The call for action stems from a report in the Los Angeles Times that appeared earlier this month. With help from Inside Climate News and Columbia University's Energy and Environmental Reporting Project, the Times indicated that ExxonMobil officials downplayed the potential impacts of climate change at the same time that company researchers were reaching dramatically different conclusions.

According to the Times report, during a company meeting in 1999, then-CEO Lee Raymond said that climate projections were "based on completely unproven climate models, or, more often, on sheer speculation.”

At the beginning of that decade, however, Exxon researchers working in the Canadian Arctic suggested that warming conditions could reduce the costs to explore and develop new oil wells in the Beaufort Sea, while higher sea levels, unpredictable storms and easing permafrost could jeopardize its existing operations in Canada.

Ken Croasdale, who led the research team in 1991 went so far as to declare that "nobody disputes" that greenhouse gas concentrations were increasing due to the burning of fossil fuels.
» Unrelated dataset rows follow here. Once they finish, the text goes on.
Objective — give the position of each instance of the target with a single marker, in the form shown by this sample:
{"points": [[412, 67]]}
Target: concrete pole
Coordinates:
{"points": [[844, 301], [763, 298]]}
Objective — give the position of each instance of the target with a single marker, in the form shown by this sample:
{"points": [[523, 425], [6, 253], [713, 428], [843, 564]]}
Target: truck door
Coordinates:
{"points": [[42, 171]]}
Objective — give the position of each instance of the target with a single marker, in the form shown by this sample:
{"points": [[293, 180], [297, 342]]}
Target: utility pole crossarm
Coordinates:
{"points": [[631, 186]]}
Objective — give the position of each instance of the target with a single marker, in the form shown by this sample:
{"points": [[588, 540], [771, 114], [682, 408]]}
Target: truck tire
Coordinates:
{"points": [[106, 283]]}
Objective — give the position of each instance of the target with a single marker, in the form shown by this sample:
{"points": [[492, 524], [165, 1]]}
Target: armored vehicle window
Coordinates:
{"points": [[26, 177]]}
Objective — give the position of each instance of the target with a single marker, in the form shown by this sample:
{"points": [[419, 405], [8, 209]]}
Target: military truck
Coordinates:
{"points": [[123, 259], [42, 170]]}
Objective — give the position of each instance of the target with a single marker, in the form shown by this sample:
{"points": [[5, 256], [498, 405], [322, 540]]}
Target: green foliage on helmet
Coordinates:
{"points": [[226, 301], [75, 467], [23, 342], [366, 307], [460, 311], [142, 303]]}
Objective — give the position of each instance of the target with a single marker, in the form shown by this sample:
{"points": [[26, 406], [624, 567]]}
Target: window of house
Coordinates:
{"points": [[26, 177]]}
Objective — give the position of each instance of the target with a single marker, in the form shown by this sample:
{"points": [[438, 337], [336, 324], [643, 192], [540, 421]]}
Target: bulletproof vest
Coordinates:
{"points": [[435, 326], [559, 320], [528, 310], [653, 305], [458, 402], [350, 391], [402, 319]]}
Prior modeling by Exxon scientists also accurately predicted that polar regions would be most impacted by climate change.

ExxonMobil officials told the Times that company researchers included rising sea levels among "a wide range of potential scenarios" that were considered, and the company's top lobbyist this week condemned the article.

In response to the Times report the company recently issued a strongly worded statement characterizing recent allegations about its work as "inaccurate and deliberately misleading."

Vice President of Public and Government Affairs Ken Cohen alleged that "activists deliberately cherry-picked statements" from company officials and said that researchers' work was open, transparent and, at the time, "mirrored global understanding."

“The facts are that we identified the potential risks of climate change and have taken the issue very seriously,” Cohen said.

Exxon’s press statement also said: “The allegations were contained in reports distributed by Inside Climate News, an anti-oil and gas activist organization, and the Los Angeles Times…ignored evidence provided by the company of continuous and publicly available climate research that refutes their claims.

U.S. Reps. Ted Lieu and Mark DeSaulnier of California, meanwhile, compared ExxonMobil's actions to "cigarette companies that repeatedly denied harm from tobacco" in a letter to Attorney General Loretta Lynch.

The California lawmakers asked the Justice Department to investigate potential violations of laws governing corruption, consumer protection, shareholder protection, public health and truth in advertising.